At first sight it may seem contradictory for a litigation lawyer to advise on how best to avoid litigation. However, at DTM Legal we aim to secure the best possible outcome for our clients, and this can often only be achieved at the early stage of a disagreement, before positions become entrenched.

Of course some disputes are unavoidable, and this article aims to provide you with some simple tips on how to avoid litigation, or at best, be in a strong position if matters do go to court.

There are endless reasons why a business or individual should avoid litigation. Court proceedings are costly, and in some instances, the cost of litigation can exceed the value of the claim, with no guarantee that you will see the return of your legal fees. Preparing cases for court can consume management time, drain resources and may impact on staff morale.

Ultimately, it will take you away from what you do best, namely progressing your business and generating profits. Worse still, litigation can generate strong animosities which can be damaging to your reputation impacting on existing and future business relations. There are a number of ways you can reduce the need for litigation:


1. “A verbal contract isn’t worth the paper it’s written on” – Always Put it In Writing!

Disagreements often boil down to what was, or more importantly what was not, agreed between the parties. As Samuel Goldwyn once famously said, “a verbal contract isn’t worth the paper it’s written on”. It is difficult to establish who said what if the agreement is not properly documented. Whether it is an agreement with an employee, customer, contractor or supplier, it is vital that it is recorded and preferably signed in writing.

Bad habits are easy to fall into, especially when dealing with a long standing and a seemingly trusted client. If communication is made verbally, then it is advisable to follow it up with an email or standard letter. This will ensure that the agreement reflects the terms on which you want to do business.


2. Beware of Online Documents!

At the click of a button you can access various online resources including example tenancy agreements and standard contracts. While they may look professional and sound good, a lack of tailoring will result in the contract being inadequate to protect your business needs.

It is really important to invest time at the outset and have your contracts properly drafted.
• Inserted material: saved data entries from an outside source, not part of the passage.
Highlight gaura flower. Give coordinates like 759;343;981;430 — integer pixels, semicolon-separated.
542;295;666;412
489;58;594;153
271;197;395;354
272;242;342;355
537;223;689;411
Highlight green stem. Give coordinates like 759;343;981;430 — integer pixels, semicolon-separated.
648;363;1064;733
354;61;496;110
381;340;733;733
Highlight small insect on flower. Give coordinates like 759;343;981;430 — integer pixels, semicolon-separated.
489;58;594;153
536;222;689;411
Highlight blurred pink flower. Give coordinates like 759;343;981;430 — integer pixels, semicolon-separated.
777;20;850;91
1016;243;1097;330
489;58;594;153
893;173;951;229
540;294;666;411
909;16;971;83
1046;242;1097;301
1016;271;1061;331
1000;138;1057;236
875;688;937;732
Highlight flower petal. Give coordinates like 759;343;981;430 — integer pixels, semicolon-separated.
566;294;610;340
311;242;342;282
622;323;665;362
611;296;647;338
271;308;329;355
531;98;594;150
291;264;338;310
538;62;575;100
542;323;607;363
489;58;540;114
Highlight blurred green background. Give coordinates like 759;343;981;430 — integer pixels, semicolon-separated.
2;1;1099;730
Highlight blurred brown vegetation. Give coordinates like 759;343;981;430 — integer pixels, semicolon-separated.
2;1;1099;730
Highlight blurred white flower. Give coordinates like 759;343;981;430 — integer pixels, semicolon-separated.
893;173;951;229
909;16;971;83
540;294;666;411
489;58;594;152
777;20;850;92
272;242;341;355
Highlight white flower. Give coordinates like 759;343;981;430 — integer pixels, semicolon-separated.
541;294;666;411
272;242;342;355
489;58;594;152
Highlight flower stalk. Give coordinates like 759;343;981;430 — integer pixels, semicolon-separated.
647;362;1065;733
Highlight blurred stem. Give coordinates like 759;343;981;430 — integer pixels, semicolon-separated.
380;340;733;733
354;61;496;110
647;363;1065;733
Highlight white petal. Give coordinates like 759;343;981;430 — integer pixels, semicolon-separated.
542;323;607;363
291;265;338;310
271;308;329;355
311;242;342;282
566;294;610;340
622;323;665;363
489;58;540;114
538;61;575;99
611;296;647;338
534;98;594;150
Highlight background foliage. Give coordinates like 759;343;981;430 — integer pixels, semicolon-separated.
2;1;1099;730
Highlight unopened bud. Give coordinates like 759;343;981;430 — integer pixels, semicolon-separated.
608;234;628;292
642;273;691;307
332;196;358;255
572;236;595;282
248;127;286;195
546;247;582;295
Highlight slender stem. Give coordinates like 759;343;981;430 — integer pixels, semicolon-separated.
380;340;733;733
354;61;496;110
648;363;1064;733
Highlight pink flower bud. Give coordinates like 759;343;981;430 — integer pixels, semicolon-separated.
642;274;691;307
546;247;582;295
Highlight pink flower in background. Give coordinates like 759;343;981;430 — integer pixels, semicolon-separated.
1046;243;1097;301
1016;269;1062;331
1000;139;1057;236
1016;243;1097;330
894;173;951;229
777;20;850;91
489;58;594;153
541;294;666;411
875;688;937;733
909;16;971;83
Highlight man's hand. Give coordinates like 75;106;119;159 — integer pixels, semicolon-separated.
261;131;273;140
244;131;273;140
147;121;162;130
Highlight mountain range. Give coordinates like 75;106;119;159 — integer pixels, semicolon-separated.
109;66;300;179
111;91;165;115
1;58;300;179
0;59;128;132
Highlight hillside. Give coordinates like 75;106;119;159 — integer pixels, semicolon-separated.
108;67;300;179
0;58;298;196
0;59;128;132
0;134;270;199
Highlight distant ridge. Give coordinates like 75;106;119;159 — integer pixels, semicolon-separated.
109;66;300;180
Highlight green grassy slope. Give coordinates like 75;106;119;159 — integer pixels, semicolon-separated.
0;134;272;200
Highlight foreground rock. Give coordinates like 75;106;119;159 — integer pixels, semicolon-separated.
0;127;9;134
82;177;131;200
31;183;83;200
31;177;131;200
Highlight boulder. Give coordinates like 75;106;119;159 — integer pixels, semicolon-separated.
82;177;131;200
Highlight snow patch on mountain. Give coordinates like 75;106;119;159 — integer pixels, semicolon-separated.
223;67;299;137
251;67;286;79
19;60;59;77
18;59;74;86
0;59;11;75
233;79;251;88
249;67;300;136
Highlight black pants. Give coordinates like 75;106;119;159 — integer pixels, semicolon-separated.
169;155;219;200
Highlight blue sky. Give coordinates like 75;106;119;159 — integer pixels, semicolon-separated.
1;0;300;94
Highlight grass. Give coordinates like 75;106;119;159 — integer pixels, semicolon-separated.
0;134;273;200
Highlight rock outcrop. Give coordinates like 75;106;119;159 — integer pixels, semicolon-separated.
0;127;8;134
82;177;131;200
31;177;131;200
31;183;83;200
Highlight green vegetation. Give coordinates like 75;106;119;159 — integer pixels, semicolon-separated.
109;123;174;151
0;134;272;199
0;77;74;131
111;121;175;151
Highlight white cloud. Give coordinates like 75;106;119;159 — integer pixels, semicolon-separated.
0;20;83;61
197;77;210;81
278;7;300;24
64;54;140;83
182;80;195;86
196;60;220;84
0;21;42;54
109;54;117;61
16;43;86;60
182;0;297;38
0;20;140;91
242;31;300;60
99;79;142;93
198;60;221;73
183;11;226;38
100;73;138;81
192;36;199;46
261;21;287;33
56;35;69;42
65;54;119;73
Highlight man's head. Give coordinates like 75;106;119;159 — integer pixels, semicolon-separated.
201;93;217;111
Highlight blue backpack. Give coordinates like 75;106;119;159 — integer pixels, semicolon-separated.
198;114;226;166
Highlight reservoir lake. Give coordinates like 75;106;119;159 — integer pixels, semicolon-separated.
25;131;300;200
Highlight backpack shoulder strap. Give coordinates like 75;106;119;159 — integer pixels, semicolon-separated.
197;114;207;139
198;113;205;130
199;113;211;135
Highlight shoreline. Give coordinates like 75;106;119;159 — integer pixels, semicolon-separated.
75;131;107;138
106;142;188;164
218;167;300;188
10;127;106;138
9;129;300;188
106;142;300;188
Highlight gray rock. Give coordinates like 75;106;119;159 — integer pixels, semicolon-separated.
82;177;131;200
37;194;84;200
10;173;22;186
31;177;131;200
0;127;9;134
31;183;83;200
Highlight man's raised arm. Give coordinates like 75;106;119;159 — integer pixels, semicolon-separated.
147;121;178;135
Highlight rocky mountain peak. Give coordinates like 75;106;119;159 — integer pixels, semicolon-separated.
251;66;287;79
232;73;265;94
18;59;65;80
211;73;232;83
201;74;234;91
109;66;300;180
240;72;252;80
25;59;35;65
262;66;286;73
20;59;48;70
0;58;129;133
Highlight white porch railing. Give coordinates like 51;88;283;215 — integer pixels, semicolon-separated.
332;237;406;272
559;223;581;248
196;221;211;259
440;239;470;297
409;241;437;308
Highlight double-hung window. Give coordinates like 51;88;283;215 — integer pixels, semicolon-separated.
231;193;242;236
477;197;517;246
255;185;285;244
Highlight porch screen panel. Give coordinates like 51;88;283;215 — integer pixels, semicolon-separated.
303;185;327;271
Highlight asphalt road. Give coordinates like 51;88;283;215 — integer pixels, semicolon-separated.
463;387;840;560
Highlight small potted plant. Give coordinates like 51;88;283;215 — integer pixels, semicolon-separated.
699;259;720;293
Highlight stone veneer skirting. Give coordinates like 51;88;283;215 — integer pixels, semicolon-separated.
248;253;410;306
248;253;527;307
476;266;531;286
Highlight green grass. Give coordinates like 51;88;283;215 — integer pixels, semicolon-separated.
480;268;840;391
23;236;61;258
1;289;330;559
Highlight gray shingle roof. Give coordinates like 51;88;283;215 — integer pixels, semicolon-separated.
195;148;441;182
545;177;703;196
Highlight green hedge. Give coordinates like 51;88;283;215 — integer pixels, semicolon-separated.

This will help to ensure that all eventualities are considered before the dispute crops up. If a contract is silent on a specific point and a dispute does occur, litigation may be your only option for the court to decide what terms were incorporated into the contract. An unenforceable contract due to cutting corners will far exceed the cost of having a contract properly drafted and tailored to your needs.


3. Act, now!

If a problem is identified at an early stage and acted upon, positions are less likely to be become entrenched. This makes negotiations easier and offers for settlement more palatable. If a dispute is allowed to fester, your emotions are likely to become involved which will no doubt cloud your objectivity.

Procedures should be in place to ensure the proper identification of existing or potential risks. It is important to have a reporting procedure which will allow your employees to notify management of any potential risks. Once a problem is identified it can be investigated fully and if necessary, legal advice obtained.


4. Make an offer to mediate

If a problem cannot be resolved through written communication, consideration should be given to mediation. This is a process whereby a neutral third party will facilitate negotiations with the aim to achieve a consensual outcome. Although not always easy, you must enter mediation with an open mind and both parties must be willing to compromise. Mediation is confidential and will be “without prejudice”.

This prevents either party using the discussions as evidence of liability at a later stage, which in turn encourages openness and transparency. Even if the dispute is not resolved, you should be left with a better understanding of the issues and settlement is often reached during the days which follow the mediation meeting.


5. Know who you are doing business with

It goes without saying that attracting new clients is a primary objective for most businesses. Before entering into a contractual agreement with a new contact it is important to conduct thorough research to gauge their ability to perform the contract.

Online resources are available to check the solvency of a company or individual, and will help to flag any concerns. It may also be worthwhile to subscribe to a credit reference agency who can conduct a more thorough background search on your behalf.

The ability to resolve a dispute out of court is the preferred option for most businesses, and will save time and expense. While resolution is not always possible, taking the proactive steps outlined in this article will limit the risk, and lessen the likelihood of litigation.